West Texas Intermediate (WTI) crude oil continued to improve the week of April 22 as its price was just under $60 per barrel (bbl). This was a result of storage declining at the Cushing, Okla., hub with increasing refinery runs that hit 95% last week.
This situation is expected to continue according to Global Hunter Securities. “Assuming refinery outages remain low and assuming Bakken and Canadian inflows are moderately lower, then Cushing should continue to signal gradually lower oil inventories,” the investment firm said in an April 30 research note.
Since Cushing plays such an important role in the U.S. crude market, working the big storage off at the hub would have a very positive impact on the market. However, there are still weak fundamentals at play that make a price recovery difficult.
Barclays Capital noted that given record high storage levels, low spare capacity won’t be able to have as positive an impact on prices as it did in 2007. Though Barclays is maintaining a more bearish outlook, the firm did raise its price deck by $8 based on unrest in the Middle East, new outages that are on par with levels last May when prices were $109/bbl and lower U.S. gas prices.
While prices aren’t far from meeting the level needed to hit Barclays’ demand scenario, volatility is still expected. “WTI must average in the mid-$60s next year in order for U.S. tight oil to show net growth sufficient to meet our demand forecast. In the meantime, we think the market is set to fluctuate between two poles: $75 and $55 Brent. In this environment, we expect the oil price to remain volatile and eventually gravitate towards $75/bbl by late 2016,” the investment firm said in an April 28 research note.
Surprisingly the uptick in WTI crude didn’t have a correlative effect on liquids prices as heavy NGL prices were down at both hubs as the market is well balanced after the large gains posted the previous week. Frac spread margins for heavy NGL was also down this week as gas prices posted gains while power generation demand is up this year with lower prices. The Conway price for natural gas rose 2% to $2.41 per million Btu (MMBtu) and the Mont Belvieu price improved 3% to $2.58/MMBtu.

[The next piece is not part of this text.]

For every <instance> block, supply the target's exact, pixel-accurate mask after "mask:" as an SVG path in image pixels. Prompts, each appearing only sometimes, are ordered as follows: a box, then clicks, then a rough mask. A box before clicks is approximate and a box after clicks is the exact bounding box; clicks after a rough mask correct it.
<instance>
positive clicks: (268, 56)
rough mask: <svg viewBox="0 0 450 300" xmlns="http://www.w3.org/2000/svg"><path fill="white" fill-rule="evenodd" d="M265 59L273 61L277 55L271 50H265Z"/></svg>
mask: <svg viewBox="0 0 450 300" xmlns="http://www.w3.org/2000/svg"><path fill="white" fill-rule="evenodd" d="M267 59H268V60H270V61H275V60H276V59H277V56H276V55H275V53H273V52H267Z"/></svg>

Propane prices followed the lead of heavy NGL prices as they fell at both hubs due to storage levels remaining extremely high and growing as stocks rose by just under 2 MMbbl last week. According to PIRA Energy Group, propane storage levels are 57.5 MMbbl, or 31 MMbbl higher than last year at the same time.

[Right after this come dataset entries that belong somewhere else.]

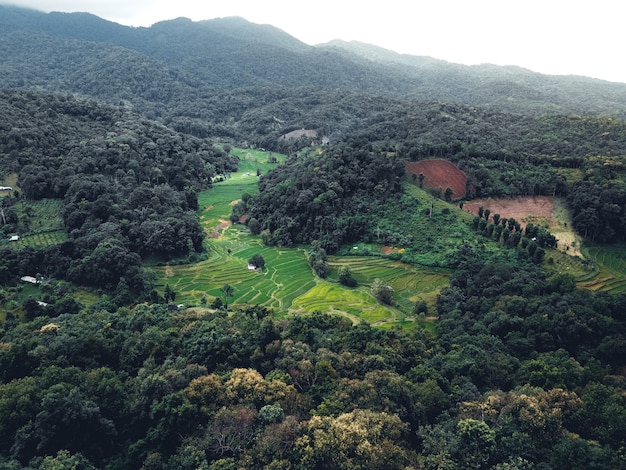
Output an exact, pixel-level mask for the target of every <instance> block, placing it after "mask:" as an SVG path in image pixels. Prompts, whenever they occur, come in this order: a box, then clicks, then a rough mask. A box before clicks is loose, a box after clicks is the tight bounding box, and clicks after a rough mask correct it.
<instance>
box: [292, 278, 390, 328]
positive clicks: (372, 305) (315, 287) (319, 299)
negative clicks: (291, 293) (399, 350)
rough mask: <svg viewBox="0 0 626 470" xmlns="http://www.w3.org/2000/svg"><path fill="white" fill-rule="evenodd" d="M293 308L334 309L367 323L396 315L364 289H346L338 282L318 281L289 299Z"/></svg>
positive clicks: (384, 318) (343, 313)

Ethane was the lone bright spot for NGL prices this week as the product posted gains at both hubs. The Mont Belvieu price was up 3% to 18 cents per gallon (gal), its highest price since the week of March 18 when it was also 18 cents/gal. The Conway price rose 10% to 17 cents/gal, the hub’s highest price since it was 18 cents/gal the final week of March.
The theoretical NGL bbl price was down very slightly at Conway to $21.62/bbl with a 2% decline in margin to $12.82/bbl while the Mont Belvieu price fell 1% to $23.54/bbl with a 4% drop in margin to $14.11/bbl.
The most profitable NGL to make at both hubs was C5+ at 97 cents/gal at Conway and $1.03/gal at Mont Belvieu. This was followed, in order, by isobutane at 38 cents/gal at Conway and 42 cents/gal at Mont Belvieu; butane at 34 cents/gal at Conway and 39 cents/gal at Mont Belvieu; propane at 26 cents/gal at Conway and 32 cents/gal at Mont Belvieu; and ethane at 1 cent/gal at both hubs.
The U.S. Energy Information Administration reported that natural gas storage injections were 81 billion cubic feet (Bcf) to 1.71 trillion cubic feet (Tcf) the week of April 24 from 1.629 Tcf the previous week. This was 77% higher than the 969 Bcf posted last year at the same time and 4% lower than the five-year average of 1.785 Tcf.
Cooling demand should increase the first week of May as the National Weather Service is forecasting warmer-than-normal temperatures along both the East and West coasts as well as much of the Midwest and the Gulf Coast.